I’m publishing the photo below to share the “drop bag” beta Mika showed me. Flying with a heavy bag pack full of gear is tough on the shoulders and not so pleasant. Dropping the bag is way more fun. So here is what we did : before to take off, add a long sling (120cm) in the lock biners of the risers. On the back pack put another long sling holding the two shoulder straps and connect the two slings with a lock biner, paying attention with the risers. When you drop your bag, you want it to go underneath you, not around one of your riser. And obviously it has to be even. The last thing is that the back pack should not be too far low. For piloting and for landing it’s better to have the back pack between the knees and feet.
Below is a rough drawing of the two flights we did for those who are interested. Flying saved us four hours of walking to the Leschaux hut on the first day (Aiguille du Midi – Leschaux Glacier) and six hours or more of hiking down on the second day (Col des Jorasses – Chamonix). Plus, it was fun!
Regarding the gear… the lighter, the more fun… I fly with an Ultralight 3 in 19m2 and I have a Neo String.

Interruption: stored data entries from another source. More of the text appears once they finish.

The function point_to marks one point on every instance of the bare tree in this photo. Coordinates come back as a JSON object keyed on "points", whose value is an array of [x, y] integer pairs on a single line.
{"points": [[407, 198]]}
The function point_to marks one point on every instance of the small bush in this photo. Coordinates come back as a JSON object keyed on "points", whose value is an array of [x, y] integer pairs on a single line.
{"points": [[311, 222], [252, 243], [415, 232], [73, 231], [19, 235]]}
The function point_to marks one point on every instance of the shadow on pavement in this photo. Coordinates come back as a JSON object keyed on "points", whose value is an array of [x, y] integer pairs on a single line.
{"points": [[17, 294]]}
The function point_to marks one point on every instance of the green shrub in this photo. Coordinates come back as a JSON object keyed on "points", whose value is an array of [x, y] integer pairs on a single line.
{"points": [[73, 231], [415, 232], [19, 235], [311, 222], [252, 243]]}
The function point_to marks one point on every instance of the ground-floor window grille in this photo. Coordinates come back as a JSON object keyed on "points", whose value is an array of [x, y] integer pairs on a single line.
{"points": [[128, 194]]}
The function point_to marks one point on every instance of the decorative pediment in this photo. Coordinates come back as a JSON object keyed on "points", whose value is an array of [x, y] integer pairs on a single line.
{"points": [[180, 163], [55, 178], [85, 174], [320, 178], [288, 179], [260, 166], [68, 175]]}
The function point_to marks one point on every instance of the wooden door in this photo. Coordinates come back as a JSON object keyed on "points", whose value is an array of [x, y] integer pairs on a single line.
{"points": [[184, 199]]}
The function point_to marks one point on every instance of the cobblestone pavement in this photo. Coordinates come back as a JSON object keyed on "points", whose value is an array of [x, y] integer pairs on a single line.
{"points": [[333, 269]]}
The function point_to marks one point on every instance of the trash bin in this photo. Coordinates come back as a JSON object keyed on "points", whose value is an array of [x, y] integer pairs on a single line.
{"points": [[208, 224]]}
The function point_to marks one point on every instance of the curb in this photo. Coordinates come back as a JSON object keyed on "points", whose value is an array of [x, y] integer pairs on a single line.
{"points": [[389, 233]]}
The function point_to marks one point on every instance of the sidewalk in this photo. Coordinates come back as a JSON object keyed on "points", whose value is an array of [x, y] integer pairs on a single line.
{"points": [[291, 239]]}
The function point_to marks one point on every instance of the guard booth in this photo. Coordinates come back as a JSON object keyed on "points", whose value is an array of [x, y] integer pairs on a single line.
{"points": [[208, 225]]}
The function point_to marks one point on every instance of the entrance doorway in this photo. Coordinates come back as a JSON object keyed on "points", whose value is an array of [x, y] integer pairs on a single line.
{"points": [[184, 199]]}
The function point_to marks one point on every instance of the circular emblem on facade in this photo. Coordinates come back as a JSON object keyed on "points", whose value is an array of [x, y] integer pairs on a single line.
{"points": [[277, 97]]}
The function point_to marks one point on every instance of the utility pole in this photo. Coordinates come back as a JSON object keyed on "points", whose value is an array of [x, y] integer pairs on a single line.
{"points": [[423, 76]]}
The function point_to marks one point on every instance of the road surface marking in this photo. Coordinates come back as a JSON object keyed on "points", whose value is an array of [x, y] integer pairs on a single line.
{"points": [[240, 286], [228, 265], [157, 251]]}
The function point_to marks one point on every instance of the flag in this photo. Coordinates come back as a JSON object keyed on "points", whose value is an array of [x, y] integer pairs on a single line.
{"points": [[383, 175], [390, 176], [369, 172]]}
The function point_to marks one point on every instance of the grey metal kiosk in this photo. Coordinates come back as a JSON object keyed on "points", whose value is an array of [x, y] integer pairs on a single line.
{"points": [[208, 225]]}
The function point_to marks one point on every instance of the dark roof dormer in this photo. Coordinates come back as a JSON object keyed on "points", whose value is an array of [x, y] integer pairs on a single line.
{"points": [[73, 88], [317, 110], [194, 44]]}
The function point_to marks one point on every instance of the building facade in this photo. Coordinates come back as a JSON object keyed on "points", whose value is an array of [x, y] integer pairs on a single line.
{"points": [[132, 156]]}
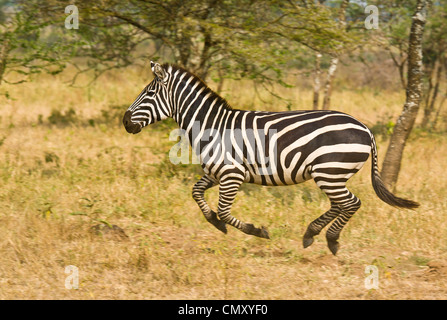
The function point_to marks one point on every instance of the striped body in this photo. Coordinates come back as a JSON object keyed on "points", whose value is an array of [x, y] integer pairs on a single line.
{"points": [[266, 148]]}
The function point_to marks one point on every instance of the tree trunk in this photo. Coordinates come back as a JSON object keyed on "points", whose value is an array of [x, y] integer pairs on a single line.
{"points": [[404, 125], [4, 50], [328, 85], [317, 82], [334, 61]]}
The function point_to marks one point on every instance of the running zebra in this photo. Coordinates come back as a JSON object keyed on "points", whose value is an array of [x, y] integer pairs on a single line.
{"points": [[266, 148]]}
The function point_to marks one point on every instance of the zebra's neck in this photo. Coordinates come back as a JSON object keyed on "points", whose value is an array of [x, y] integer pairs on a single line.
{"points": [[195, 105]]}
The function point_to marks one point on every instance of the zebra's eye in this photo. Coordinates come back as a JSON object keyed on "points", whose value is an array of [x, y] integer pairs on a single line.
{"points": [[150, 92]]}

In total it adds 2345grs to the normal climbing gear. But it really worth it. The ultralight is very compactable and I could fit in my Scrambler (30 liters) everything. I’m amazed by all the improvement the gear has seen in the last 3 years in term of weight and reliability. The Laser Speed light, the Sirocco, the new Baturas, the Ghost Whisperer and the Ultralight and Neo are great examples.
But the most important… it’s not what we do that counts. It’s with whom we do it. Sharing the experience, sharing the adventure with one of my good friends is of more value than the climb or the summit itself. Thanks a lot Mika for roping, flying, laughing and rushing together. It was a great one!